Le projet avait été annoncé le 27 juin par le président de la MSA, Gérard Pelhate, lors de l’assemblée générale de l’organisme. Une semaine plus tard, le dispositif est validé : le conseil d’administration de la Caisse centrale de la Mutualité sociale agricole (MSA) a approuvé le 5 juillet, à l’unanimité, les propositions du comité de protection sociale des non-salariés. Elles concernent la mise en place d’un dispositif obligatoire destiné à prendre en charge les arrêts de travail liés à une maladie ou à un accident de la vie privée des chefs d’exploitation ou d’entreprise agricole, des collaborateurs et aides familiaux, moyennant une cotisation forfaitaire de 280 euros par an pour les chefs d’exploitation et de 140 euros pour les collaborateurs et aides familiaux. Ce nouveau dispositif prévoit une indemnité journalière forfaitaire de 48 euros pour un chef d’exploitation et de 24 euros pour un collaborateur ou un aide familial, à l’expiration d’un délai de carence de 14 jours. En cas d’affection longue durée (ALD), d’interruptions de travail ou de soins continus de plus de 6 mois, la personne concernée peut en disposer pendant trois ans maximum. Pour les affections hors ALD ou ayant une durée inférieure à 6 mois, cette période est de 360 jours sur trois ans. Dans sa résolution, la MSA exige que la mise en place et la gestion de ce régime lui soient confiées et « appelle l’attention  des pouvoirs publics sur la totale incompréhension que susciterait tout autre choix ».

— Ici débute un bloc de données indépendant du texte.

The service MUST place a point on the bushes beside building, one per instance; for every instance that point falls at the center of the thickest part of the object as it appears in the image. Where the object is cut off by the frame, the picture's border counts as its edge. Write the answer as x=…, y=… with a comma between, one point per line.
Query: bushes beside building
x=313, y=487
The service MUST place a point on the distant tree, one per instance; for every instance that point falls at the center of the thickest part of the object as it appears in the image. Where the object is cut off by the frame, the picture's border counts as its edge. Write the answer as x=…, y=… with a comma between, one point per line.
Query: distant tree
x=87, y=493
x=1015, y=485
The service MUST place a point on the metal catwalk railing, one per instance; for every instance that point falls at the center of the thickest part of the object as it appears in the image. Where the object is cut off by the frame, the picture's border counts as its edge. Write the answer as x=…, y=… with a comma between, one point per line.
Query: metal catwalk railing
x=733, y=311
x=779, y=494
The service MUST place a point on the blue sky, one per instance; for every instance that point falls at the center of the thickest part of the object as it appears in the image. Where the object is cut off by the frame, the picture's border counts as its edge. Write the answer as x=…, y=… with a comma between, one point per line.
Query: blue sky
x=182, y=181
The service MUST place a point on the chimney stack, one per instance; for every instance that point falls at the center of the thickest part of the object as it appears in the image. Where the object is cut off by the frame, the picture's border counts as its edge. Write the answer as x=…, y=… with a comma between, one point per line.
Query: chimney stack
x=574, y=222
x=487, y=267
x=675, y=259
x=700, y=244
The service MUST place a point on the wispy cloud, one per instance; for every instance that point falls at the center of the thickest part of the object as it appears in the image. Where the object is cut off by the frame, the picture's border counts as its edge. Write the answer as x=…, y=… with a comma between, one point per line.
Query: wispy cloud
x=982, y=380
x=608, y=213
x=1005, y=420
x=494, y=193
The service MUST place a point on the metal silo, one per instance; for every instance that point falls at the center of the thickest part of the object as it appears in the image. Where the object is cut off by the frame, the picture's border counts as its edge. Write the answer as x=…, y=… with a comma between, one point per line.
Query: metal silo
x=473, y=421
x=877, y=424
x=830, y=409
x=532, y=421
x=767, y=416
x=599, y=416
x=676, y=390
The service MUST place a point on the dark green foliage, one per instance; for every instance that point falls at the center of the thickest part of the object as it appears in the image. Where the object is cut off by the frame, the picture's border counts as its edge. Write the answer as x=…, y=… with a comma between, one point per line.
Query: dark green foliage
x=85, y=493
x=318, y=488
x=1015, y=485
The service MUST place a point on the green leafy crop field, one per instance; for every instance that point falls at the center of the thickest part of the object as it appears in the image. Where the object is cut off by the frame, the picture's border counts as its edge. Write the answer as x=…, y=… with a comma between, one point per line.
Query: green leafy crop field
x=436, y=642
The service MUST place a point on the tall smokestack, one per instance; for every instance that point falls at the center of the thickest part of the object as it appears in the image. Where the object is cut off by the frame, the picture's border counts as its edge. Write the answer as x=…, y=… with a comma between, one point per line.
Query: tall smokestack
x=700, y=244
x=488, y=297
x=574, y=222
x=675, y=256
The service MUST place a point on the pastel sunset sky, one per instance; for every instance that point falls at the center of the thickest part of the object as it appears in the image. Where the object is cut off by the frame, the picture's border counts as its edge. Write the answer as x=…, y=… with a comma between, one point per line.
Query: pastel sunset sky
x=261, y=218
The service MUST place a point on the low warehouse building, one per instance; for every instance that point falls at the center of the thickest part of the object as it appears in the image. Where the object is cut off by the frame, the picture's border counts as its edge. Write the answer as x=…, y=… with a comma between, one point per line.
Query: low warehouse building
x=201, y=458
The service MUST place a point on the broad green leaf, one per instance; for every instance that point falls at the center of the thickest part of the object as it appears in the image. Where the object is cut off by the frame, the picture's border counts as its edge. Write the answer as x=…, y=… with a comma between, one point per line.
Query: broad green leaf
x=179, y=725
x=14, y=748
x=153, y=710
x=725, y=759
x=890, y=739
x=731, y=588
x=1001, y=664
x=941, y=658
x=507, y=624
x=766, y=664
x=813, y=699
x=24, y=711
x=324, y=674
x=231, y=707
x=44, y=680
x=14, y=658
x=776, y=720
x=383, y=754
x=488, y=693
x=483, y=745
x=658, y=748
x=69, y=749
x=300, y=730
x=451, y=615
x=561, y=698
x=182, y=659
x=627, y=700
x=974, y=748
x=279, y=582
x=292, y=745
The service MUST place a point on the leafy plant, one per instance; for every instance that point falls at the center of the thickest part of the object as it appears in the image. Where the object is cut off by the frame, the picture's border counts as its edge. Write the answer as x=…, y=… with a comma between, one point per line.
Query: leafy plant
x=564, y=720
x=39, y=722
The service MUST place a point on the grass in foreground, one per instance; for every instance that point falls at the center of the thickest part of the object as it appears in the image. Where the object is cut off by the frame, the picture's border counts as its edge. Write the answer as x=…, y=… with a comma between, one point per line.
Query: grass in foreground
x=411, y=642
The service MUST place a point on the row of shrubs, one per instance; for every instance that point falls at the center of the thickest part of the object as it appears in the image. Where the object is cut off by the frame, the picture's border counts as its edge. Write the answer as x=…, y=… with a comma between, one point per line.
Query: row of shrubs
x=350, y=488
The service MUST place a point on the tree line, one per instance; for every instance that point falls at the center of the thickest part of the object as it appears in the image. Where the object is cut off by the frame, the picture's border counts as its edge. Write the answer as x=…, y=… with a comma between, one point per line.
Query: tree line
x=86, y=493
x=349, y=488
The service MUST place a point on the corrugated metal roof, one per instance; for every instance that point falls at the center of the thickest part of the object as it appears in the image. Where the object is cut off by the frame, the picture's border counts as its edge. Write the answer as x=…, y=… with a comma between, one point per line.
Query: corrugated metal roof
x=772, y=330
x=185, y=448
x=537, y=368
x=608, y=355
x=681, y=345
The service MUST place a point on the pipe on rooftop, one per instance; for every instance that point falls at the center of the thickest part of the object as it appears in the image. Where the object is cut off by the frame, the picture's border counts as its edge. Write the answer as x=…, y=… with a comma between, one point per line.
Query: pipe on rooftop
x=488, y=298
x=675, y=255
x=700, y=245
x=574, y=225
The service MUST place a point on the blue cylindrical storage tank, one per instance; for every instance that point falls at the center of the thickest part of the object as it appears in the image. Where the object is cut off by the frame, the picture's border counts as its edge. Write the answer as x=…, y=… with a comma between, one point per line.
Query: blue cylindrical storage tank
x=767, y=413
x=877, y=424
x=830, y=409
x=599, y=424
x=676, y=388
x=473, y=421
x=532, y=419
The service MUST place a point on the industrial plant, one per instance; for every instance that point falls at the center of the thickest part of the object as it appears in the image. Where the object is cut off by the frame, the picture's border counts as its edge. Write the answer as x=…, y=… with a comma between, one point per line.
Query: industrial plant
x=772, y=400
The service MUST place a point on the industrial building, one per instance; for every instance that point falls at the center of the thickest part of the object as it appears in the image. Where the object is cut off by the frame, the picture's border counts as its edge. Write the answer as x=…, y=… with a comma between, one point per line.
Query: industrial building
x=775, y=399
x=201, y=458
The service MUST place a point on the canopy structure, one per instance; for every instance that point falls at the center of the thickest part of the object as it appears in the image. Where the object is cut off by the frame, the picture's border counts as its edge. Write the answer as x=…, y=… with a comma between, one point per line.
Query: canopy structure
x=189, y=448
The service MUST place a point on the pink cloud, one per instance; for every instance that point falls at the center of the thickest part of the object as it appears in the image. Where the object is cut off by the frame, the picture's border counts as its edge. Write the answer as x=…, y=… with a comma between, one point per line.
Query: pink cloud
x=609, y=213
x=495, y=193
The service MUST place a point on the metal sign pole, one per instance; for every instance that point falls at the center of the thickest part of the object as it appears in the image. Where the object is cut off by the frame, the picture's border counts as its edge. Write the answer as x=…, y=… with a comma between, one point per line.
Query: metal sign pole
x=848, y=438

Indemnité insuffisante, délai de carence trop élevé
C’est sur le montant des indemnités proposées par la MSA que la FNSEA aurait montré ses réticences. La centrale agricole préconiserait 23 euros par jour, le montant actuel de l’indemnité journalière du régime accident du travail. Chez les minoritaires, les attentes sont diamétralement opposées. « Nous aurions voulu que les indemnités correspondent au montant du coup d’un service de remplacement, or on en est loin ! », déplore Bernard Lannes, président de la Coordination rurale. Pour Philippe Collin, porte-parole de la Confédération paysanne, penser ces indemnités en terme de remplacement est fondamental : elles « ne doivent pas être un élément de revenu, mais versées pour un remplacement effectif qui permette de faire tourner l’exploitation », défend-il. Autre point qui dérange les deux représentants syndicaux : le délai de carence de 14 jours. « Je ne vois pas pourquoi un agriculteur a 14 jours de carence, alors qu’un salarié en a 3 », interpelle Bernard Lannes. « C’est dès le premier jour de maladie qu’un agriculteur se retrouve en difficulté pour gérer son exploitation ». Pour Philippe Collin, ce délai est un élément de plus d’inégalité entre agriculteurs. « Les délais de carence peuvent être achetés par des assurances privées », rappelle-t-il. Conséquence : seuls les paysans les plus aisés pourront être couverts convenablement. Malgré cette résolution, la MSA continue donc de partager les minoritaires.
La Mutualité sociale agricole rencontrera le 17 juillet le ministre de l’Agriculture pour exposer notamment son projet.